HUNGER JUSTIFIES THE MEANS

Oil on cardboard: 37 x 57 cm / 14.6 x 22.4 ins
Signed lower right; label of an exhibition in Copenhagen and inscription 'Le Buffet (la faim justifie les moyens) / P. Eug. MESPLES / 7 rue Jouy / Paris' on the back

Painter of genre scenes; caricaturist, draughtsman, lithographer and engraver.

Initially a jewelelry designer and a caricaturist, Paul Eugène Mesplès devoted himself to art after the war of 1870. A student of Jean-Léon Gérôme, he became a draughtsman at teh Museum of Natural History. He first exhibited at teh Salon in 1880 and was made a Chevalier of the Légion d’Honneur in 1896.
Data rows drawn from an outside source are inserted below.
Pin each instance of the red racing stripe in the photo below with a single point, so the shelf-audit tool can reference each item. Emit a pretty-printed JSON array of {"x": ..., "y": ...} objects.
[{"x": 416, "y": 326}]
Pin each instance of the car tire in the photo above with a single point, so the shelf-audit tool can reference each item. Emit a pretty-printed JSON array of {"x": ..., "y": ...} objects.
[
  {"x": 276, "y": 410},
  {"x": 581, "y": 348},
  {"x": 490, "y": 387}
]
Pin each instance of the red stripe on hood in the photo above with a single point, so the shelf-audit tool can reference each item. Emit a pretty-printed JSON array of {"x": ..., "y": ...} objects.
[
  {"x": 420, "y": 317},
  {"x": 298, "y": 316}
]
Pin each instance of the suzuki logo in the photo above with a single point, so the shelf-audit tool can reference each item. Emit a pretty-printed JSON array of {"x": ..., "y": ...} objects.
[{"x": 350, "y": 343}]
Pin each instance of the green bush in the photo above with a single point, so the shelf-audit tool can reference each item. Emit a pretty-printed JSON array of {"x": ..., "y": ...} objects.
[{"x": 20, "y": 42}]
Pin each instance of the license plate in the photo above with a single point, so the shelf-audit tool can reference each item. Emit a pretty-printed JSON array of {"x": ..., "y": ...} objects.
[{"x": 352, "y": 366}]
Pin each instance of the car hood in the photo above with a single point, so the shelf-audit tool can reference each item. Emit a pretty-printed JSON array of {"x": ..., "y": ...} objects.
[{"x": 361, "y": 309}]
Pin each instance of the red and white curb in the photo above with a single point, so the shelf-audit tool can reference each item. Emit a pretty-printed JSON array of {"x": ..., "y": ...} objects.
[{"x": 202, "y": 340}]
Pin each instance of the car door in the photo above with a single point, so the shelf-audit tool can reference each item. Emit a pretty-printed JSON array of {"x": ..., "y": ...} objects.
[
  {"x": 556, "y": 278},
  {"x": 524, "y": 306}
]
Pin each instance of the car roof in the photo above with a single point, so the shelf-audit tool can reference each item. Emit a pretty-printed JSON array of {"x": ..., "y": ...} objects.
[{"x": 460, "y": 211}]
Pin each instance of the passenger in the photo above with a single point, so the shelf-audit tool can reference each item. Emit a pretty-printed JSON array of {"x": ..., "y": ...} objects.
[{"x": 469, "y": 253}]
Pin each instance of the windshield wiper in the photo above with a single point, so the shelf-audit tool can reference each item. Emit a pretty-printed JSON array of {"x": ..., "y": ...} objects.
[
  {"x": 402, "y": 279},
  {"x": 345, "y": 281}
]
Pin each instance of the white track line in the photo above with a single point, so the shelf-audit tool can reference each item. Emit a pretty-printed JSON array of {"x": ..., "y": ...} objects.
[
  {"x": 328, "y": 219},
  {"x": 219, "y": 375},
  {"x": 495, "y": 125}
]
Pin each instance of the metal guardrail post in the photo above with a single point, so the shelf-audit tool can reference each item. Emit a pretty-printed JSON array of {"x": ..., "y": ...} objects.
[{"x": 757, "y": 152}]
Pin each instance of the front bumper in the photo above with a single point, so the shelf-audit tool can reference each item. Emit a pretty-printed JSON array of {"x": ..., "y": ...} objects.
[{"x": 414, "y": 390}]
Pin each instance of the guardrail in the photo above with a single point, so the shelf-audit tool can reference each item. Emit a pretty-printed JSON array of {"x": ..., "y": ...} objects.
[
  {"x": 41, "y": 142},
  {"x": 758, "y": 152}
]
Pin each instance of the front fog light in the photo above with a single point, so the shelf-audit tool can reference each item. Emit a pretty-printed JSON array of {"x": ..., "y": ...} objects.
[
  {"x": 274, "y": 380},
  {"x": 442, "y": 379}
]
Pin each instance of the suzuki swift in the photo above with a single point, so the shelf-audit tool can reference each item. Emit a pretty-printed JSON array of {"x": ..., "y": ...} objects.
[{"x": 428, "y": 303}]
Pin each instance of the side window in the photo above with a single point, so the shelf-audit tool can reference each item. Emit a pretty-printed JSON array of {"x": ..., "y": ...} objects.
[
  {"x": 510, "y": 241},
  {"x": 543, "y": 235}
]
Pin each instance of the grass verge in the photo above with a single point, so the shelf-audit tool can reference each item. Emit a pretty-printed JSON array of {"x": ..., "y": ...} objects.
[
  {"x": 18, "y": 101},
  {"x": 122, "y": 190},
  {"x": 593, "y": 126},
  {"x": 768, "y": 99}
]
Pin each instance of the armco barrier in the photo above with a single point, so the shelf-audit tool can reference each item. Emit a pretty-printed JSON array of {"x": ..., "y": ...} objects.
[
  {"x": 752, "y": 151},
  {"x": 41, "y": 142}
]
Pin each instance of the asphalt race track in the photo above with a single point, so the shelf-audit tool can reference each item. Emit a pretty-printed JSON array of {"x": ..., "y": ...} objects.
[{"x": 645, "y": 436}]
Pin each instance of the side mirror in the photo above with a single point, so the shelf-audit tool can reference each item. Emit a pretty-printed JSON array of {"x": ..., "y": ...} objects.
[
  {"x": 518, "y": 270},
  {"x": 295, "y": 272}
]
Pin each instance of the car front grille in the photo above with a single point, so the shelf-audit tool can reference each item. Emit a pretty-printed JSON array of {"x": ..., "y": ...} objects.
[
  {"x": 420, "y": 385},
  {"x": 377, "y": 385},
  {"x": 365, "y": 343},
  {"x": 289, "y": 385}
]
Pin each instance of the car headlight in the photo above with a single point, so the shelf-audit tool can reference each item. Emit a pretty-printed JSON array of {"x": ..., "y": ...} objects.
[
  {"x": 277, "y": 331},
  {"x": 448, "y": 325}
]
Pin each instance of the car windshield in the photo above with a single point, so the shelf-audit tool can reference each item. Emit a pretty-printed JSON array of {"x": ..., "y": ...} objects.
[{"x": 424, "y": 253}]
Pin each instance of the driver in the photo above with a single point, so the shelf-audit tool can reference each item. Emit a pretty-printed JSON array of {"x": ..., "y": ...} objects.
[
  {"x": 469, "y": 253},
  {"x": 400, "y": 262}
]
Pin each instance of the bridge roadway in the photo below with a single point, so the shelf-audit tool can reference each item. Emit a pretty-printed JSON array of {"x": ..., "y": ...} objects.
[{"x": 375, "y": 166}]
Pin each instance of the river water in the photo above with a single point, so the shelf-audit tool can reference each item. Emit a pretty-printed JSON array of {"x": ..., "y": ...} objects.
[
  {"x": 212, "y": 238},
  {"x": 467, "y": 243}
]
Mesplès had made himself known through numerous studies of dancers, both paintings and lithographs. He was also an illustrator and provided drawings for Vadé’s “La pipe cassée” (“The Broken Pipe”), Beaumarchais’s “Théâtre” and the Baron de Vaux’s “La femme de Sport” (“Sportswoman”). He worked on “Monde illustré” (“Illustrated World”), “Illustration” and the “Chat Noir” (“Black Cat”).

Period:
Born in Paris in 1849
French School

Exhibitions:
Paris

Literature:
E. Bénézit, "Dictionary of Artists", Paris 2006, Vol. 9, p. 825.